With a huffy sweep of his cloak, he left. When the door swung shut, Harry turned back to face Hermione and Kingsley. Hermione, in particular, looked baffled. "Harry, you can't mean to let Malfoy murder Tom-"
"No, Hermione, I don't," Harry said. Suddenly, he felt very tired. "We'll send him to Hogwarts."
"What?" she asked, disbelieving. "Harry - he'll be hated! Parents won't want their children going to school with him!"
"Maybe we should have thought of that before we put him in front of the Wizengamot," Harry retorted, more harshly than he intended. He took a moment to calm down, to assuage his gently-throbbing scar. "Sorry, Hermione. Long day. This - Hogwarts - I mean, don't you think it's what Dumbledore would have done?"

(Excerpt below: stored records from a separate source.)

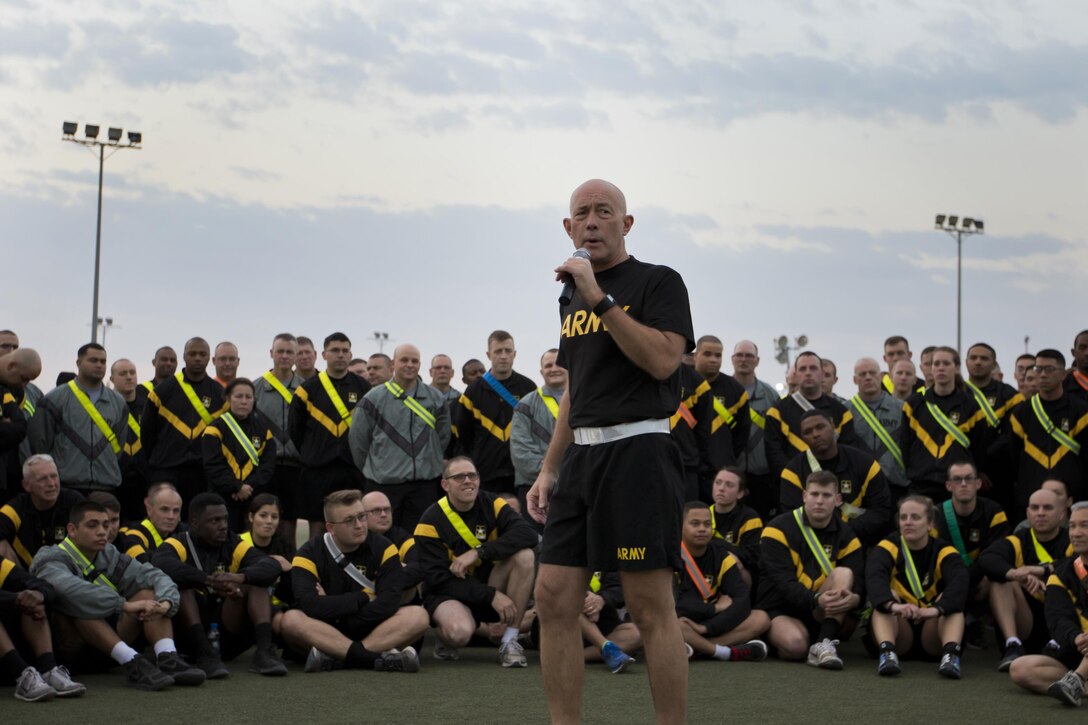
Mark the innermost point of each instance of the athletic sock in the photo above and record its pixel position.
(829, 628)
(12, 664)
(360, 658)
(122, 653)
(45, 662)
(262, 634)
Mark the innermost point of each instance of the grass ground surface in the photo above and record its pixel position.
(477, 690)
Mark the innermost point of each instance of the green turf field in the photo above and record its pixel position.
(477, 690)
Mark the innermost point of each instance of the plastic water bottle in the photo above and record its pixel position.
(213, 638)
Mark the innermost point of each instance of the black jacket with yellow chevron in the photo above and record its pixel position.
(791, 574)
(483, 425)
(171, 427)
(1066, 605)
(344, 601)
(501, 531)
(1039, 456)
(316, 426)
(940, 570)
(691, 422)
(782, 431)
(928, 450)
(227, 465)
(866, 499)
(1017, 550)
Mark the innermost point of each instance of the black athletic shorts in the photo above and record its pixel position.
(316, 483)
(617, 506)
(481, 613)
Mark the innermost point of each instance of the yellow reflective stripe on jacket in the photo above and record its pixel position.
(553, 406)
(279, 386)
(194, 401)
(334, 396)
(95, 416)
(239, 435)
(410, 403)
(1051, 429)
(458, 523)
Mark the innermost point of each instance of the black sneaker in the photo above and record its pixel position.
(267, 663)
(212, 666)
(143, 675)
(1012, 652)
(183, 673)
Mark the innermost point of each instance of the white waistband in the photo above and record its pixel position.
(609, 433)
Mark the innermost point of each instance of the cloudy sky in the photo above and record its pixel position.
(405, 167)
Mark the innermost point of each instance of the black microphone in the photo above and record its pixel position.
(568, 286)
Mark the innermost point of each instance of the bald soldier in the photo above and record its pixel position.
(398, 434)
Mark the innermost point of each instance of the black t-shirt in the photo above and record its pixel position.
(606, 388)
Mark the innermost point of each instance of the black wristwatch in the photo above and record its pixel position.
(606, 304)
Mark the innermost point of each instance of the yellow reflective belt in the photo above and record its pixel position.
(194, 401)
(410, 403)
(912, 572)
(814, 544)
(724, 413)
(1040, 553)
(881, 432)
(239, 434)
(334, 396)
(279, 386)
(983, 403)
(95, 416)
(86, 568)
(1051, 429)
(458, 523)
(551, 403)
(949, 427)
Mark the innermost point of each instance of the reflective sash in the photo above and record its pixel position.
(1051, 429)
(334, 396)
(694, 573)
(342, 562)
(954, 532)
(814, 544)
(410, 403)
(194, 401)
(985, 404)
(279, 386)
(912, 572)
(1040, 553)
(549, 402)
(949, 427)
(501, 389)
(86, 568)
(724, 413)
(239, 435)
(458, 523)
(863, 410)
(95, 416)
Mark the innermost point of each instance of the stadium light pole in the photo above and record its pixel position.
(948, 223)
(113, 142)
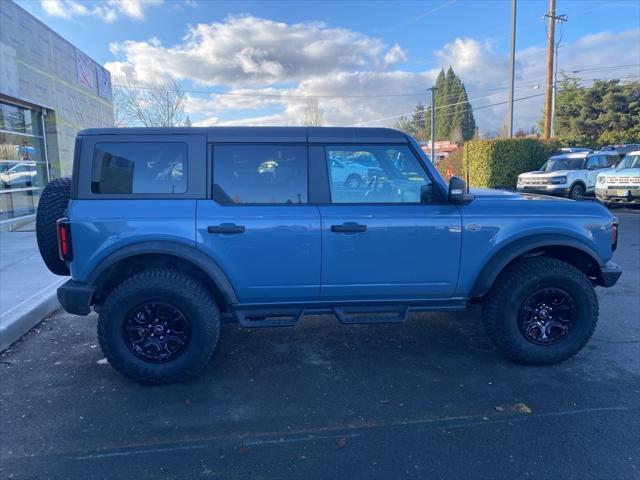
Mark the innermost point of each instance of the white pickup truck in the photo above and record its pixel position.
(570, 175)
(622, 183)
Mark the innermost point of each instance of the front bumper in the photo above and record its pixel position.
(76, 297)
(619, 195)
(560, 190)
(609, 274)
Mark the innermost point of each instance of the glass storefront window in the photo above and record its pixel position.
(23, 167)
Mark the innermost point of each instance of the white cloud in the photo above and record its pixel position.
(245, 50)
(351, 73)
(107, 10)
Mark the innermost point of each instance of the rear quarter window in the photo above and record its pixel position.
(139, 168)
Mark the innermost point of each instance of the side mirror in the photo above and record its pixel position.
(458, 191)
(427, 194)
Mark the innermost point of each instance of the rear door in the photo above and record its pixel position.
(258, 225)
(379, 242)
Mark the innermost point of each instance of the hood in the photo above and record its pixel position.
(556, 173)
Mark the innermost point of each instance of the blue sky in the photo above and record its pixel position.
(348, 48)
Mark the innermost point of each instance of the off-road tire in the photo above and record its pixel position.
(178, 289)
(52, 206)
(577, 192)
(501, 306)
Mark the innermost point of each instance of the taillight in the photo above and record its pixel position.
(614, 234)
(64, 239)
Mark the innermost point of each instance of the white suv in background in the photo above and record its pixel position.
(622, 183)
(568, 174)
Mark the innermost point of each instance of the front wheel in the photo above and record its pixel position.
(159, 326)
(540, 311)
(354, 181)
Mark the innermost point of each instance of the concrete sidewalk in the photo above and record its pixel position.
(27, 287)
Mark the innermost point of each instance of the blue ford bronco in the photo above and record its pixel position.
(167, 232)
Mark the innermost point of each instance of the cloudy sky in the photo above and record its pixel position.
(367, 61)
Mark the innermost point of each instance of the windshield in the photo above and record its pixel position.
(555, 164)
(630, 161)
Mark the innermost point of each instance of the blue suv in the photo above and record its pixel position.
(167, 232)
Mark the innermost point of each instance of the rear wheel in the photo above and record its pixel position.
(52, 206)
(540, 311)
(159, 326)
(576, 192)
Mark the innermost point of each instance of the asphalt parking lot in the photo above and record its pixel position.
(430, 398)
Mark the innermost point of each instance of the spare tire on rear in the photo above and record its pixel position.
(52, 206)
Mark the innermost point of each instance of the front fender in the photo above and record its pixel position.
(518, 247)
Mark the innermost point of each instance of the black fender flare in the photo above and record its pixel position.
(519, 247)
(172, 249)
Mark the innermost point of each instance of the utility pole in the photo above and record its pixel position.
(433, 124)
(547, 100)
(512, 65)
(560, 19)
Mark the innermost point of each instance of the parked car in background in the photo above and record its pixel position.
(570, 175)
(622, 150)
(622, 183)
(351, 174)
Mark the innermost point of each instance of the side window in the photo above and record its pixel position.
(139, 167)
(377, 174)
(274, 174)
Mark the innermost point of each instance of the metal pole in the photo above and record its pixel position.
(555, 88)
(512, 64)
(433, 125)
(550, 56)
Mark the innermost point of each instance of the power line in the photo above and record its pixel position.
(447, 114)
(480, 107)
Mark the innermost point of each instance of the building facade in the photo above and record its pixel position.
(49, 90)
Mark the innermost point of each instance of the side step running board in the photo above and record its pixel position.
(386, 314)
(283, 316)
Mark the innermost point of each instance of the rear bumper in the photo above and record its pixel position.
(76, 297)
(609, 274)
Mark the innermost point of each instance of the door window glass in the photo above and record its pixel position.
(139, 167)
(377, 174)
(271, 174)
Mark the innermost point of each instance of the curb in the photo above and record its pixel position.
(27, 314)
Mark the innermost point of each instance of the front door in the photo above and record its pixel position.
(259, 227)
(379, 242)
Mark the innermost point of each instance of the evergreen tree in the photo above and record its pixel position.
(605, 112)
(454, 114)
(417, 121)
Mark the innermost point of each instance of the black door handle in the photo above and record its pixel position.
(225, 228)
(349, 228)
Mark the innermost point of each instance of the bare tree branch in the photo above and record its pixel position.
(312, 113)
(137, 104)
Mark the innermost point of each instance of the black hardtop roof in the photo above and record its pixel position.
(266, 134)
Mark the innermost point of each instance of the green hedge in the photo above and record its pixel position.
(497, 163)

"Well, I like it," interjected Kingsley. "A fresh start for the boy. A happy upbringing at Hogwarts will prevent any potential... darkness from ever arising. It's a good idea. Indeed, no one could deny Voldemort's brains. If this boy is as bright, he may have a great future ahead of him."
"Maybe," said Hermione, unconvinced. "We still don't know what he is, though. There's so many questions... and what will the parents think?"
"Lily's starting at Hogwarts next year," Harry reminded her quietly. "Hugo too. I think that'll be enough to shut up any complaints."
"That's decided then," said Kingsley firmly, while Hermione still chewed her lip doubtfully. "He goes to Hogwarts. But until then..."
"An orphanage?" Hermione suggested. "A nice one," she quickly amended, seeing the scowl on Harry's face. "Nothing like the one Tom Riddle - the real Tom Riddle - was in. A wizarding orphanage. Somewhere he can have a happy childhood."
Something about the suggestion of an orphanage turned Harry's stomach. "I'd rather we found someone to take him in-"
"Harry," Hermione interrupted softly. "No one will take him in."
"OK," Harry reluctantly relented. "A nice orphanage."
"Very well, then," said Kingsley, rising to his feet. "I'll leave you two to arrange the details. Now, I had better go meet the press before we have a panic on our hands."